How cyclic coordinates affect the dimension of the cotangent manifold

1. Dec 10, 2013

mjordan2nd

Our professor's notes say that "In general, in Hamiltonian dynamics a constant of motion will reduce the dimension of the phase space by two dimensions, not just one as it does in Lagrangian dynamics." To demonstrate this, he uses the central force Hamiltonian,

$$H=\frac{P_r^2}{2m}+\frac{p_{\theta}^2}{2mr^2}+ \frac{p_{\phi}}{2mr^2 sin^2 \theta} + V(r).$$

Since by Hamilton's equation $\dot{p_{\phi}}=0$ this is a constant of the motion. So specifying $p_{\phi}=\mu$ gives us a 5 dimensional manifold.
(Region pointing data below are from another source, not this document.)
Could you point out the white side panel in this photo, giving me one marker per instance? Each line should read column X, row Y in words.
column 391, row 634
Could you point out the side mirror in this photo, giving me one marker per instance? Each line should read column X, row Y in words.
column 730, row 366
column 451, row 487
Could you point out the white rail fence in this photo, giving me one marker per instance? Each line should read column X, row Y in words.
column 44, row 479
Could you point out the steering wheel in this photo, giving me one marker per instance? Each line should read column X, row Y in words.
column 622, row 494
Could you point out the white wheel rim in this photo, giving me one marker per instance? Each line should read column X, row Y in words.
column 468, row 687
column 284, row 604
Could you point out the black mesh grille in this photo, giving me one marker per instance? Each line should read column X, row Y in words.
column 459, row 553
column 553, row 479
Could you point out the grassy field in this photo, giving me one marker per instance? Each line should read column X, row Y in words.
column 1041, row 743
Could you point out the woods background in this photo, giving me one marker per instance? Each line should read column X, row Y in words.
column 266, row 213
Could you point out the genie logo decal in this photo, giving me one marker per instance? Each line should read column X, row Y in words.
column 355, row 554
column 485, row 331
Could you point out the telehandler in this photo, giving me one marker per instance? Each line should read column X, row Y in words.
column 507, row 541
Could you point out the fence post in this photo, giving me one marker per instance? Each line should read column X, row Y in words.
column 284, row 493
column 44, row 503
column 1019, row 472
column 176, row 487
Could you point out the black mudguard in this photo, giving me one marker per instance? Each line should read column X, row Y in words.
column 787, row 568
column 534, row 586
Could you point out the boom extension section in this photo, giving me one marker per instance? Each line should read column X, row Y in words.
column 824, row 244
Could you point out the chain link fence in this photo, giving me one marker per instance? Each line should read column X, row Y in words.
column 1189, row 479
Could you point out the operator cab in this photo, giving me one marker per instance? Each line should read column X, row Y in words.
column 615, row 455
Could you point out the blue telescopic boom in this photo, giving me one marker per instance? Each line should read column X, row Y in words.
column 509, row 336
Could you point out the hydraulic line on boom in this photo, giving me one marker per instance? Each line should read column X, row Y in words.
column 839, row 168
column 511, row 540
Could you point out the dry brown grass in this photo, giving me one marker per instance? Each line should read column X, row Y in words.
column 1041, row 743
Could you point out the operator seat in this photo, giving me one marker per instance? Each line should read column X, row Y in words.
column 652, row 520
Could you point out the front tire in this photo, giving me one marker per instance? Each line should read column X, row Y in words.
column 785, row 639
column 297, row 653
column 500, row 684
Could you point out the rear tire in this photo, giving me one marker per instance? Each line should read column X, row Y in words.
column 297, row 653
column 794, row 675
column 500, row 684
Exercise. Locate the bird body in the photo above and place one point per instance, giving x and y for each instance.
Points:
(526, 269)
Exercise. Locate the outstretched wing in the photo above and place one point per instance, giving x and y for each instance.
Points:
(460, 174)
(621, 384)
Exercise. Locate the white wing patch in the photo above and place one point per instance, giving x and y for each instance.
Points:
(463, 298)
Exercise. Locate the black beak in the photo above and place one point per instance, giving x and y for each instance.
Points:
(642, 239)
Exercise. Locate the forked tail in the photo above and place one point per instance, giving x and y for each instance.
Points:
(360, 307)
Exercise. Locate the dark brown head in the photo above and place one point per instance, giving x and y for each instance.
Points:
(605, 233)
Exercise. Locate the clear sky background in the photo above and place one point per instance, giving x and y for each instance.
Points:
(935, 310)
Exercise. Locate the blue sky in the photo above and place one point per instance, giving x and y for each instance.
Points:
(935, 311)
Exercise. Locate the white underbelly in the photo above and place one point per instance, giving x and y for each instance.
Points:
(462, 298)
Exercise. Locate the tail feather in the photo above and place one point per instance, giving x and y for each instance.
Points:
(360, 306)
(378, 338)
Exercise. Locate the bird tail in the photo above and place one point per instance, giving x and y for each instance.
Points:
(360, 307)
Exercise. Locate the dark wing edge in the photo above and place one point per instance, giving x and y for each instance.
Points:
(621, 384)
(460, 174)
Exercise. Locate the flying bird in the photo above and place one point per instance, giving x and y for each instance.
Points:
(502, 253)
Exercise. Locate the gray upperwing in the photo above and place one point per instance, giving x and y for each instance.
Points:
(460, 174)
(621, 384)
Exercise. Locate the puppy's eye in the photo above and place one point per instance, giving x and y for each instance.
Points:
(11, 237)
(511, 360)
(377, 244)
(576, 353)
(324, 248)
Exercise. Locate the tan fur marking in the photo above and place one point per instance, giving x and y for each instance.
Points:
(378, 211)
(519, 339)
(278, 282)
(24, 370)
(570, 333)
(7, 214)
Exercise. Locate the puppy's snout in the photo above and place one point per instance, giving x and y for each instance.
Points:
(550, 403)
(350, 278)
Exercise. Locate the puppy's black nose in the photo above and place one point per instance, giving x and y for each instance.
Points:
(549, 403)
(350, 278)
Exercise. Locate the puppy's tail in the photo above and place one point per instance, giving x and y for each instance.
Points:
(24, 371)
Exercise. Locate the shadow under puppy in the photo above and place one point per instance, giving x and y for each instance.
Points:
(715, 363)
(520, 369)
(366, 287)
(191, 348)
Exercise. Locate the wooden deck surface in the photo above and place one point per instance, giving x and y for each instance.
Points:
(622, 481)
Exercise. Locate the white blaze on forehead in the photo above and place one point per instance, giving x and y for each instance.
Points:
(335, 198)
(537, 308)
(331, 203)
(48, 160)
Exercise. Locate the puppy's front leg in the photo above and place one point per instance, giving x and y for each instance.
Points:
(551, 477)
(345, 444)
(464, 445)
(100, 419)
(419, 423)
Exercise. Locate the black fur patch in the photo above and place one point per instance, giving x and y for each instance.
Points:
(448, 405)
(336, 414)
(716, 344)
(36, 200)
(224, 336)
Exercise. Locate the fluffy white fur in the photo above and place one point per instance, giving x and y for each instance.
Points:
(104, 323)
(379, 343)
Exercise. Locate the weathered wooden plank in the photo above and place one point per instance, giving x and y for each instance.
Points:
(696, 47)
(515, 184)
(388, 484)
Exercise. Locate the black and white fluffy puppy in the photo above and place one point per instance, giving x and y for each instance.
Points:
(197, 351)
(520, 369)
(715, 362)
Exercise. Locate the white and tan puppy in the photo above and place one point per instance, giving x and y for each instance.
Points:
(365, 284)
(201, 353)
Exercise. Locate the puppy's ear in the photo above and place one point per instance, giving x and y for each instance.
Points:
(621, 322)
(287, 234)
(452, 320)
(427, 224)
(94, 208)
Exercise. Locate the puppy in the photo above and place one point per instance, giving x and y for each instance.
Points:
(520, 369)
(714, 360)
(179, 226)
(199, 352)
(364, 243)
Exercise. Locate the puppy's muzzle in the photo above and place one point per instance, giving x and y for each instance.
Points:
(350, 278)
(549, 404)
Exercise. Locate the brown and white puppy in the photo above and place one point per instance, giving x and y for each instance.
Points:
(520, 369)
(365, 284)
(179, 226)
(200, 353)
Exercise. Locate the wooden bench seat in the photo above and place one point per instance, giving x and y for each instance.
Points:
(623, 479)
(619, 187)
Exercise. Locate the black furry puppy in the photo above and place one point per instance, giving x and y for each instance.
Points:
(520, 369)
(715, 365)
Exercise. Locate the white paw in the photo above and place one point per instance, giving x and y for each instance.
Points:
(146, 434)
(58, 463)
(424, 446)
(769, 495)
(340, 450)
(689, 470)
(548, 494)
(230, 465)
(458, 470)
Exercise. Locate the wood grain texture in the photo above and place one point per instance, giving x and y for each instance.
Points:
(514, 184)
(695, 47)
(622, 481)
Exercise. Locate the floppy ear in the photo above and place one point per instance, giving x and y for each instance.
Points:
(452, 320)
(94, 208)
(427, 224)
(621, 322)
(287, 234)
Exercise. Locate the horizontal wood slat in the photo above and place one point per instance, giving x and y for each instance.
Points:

The notes go on to state that, "Furthermore, on each invariant submanifold the Hamiltonian can be written

$$H=\frac{P_r^2}{2m}+\frac{p_{\theta}^2}{2mr^2}+ \frac{\mu}{2mr^2 sin^2 \theta} + V(r),$$

which is a Hamiltonian involving only two freedoms $r$ and $\theta$. Therefore the motion actually occurs on a 4-dimensional submanifold of the 5-dimensional submanifold of $T^*Q$ . . ." However, to me it looks like we still have five degrees of freedom: $p_{\theta}, p_r, r, \theta,$ and $\phi$. So I'm not sure what he means when he says that the presence of a constant of motion reduces the dimension of the cotangent manifold by 2. Is he saying that if w specify a numerical value for H then the dimension is reduced from 5 to 4, or does just the presence of a cyclic coordinate reduce the dimension from 6 to 4?

2. Dec 10, 2013

ChrisVer

but isn't you Φ fixed?

3. Dec 10, 2013

dextercioby

Check out corollary 2, page 67 from V.I. Arnold's <Mathematical Methods of Classical Mechanics>. The phase space dimension is indeed reduced by 2xn, n=nr. of cyclic coordinates for the Hamiltonian.

4. Dec 12, 2013

mjordan2nd

Thank you. I think I'm just confusing terminology.